A character set has a collating sequence, corresponding to the binary value of the character bits. For example, A has a lower value than B in both ASCII and EBCDIC. The collating sequence is important for sorting and for almost any program that scans and manipulates character strings. The general collating sequence for common characters in the two character sets is as follows:

	EBCDIC	ASCII
Lowest value:	space	space
	punctuation	punctuation
	lower case	numbers
	upper case	upper case
Highest value:	numbers	lower case

For example, "a" is less than "A" in EBCDIC, but "a" is greater than "A" in ASCII. Numeric characters are less than any alphabetic letter in ASCII but are greater than any letter in EBCDIC. A-Z and a-z are two contiguous sequences in ASCII. In EBCDIC there are gaps between some letters.

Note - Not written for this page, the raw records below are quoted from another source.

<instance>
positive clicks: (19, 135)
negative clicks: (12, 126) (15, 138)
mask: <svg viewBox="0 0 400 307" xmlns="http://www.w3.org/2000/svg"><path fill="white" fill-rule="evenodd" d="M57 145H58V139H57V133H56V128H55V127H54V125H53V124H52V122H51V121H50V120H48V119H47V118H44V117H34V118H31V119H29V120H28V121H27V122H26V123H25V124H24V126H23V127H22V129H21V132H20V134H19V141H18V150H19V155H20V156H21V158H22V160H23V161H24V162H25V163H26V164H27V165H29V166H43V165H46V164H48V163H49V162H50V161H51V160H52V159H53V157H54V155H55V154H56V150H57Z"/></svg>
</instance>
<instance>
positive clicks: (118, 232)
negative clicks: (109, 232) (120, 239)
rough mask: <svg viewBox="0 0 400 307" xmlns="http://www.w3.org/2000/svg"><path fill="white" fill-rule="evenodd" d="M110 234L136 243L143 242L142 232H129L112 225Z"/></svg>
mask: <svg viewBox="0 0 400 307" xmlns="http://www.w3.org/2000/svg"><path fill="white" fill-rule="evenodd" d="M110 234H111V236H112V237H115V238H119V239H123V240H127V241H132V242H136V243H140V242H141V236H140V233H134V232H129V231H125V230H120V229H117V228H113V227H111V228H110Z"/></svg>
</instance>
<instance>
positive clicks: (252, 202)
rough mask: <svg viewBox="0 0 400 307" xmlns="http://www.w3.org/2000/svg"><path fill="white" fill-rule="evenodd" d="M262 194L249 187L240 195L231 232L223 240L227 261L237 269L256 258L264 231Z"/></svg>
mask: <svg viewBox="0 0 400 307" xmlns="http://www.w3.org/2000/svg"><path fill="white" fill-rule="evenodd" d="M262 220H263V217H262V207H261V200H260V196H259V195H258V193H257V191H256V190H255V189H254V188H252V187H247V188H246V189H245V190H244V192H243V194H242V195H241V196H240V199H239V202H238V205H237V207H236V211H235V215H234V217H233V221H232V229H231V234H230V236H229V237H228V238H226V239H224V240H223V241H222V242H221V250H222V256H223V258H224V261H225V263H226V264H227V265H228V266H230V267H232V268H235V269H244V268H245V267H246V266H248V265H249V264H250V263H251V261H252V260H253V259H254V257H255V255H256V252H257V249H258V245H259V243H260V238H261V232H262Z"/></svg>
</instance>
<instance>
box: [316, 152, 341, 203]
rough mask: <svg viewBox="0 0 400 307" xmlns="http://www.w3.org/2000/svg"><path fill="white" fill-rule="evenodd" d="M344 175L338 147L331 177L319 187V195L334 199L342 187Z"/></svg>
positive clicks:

If we subtract A from Z in ASCII we have 25. If we subtract A from Z in EBCDIC we have 40 (due to the gaps in binary values between some letters).

Converting simple character strings between ASCII and EBCDIC is trivial. The situation is more difficult if the character being converted is not present in the standard character set of the target code. A good example is a logical not symbol that is used in a major mainframe programming language (PL/I); there is no corresponding character in the ASCII set. Likewise, some ASCII characters used for C programming were not present in the original EBCDIC character set, although these were later added to EBCDIC. There is still some confusion about the cent sign (¢) and the hat symbol (^), and a few more obscure symbols.

Mainframes also use several versions of double-byte character sets (DBCS), mostly for Asian languages. The same character sets are used by some PC programs.

Traditional mainframe programming does not use special characters to terminate fields. In particular, nulls and new line characters (or CL/LF character pairs) are not used. There is no concept of a binary versus a text file. Bytes can be interpreted as EBCDIC or ASCII or something else if programmed properly. If such files are sent to a mainframe printer, it will attempt to interpret them as EBCDIC characters because the printer is sensitive to the character set. The z/OS Web server routinely stores ASCII files because the data will be interpreted by a PC browser program that expects ASCII data. Providing that no one attempts to print the ASCII files on a mainframe printer (or display them on a 3270), the system does not care what character set is being used.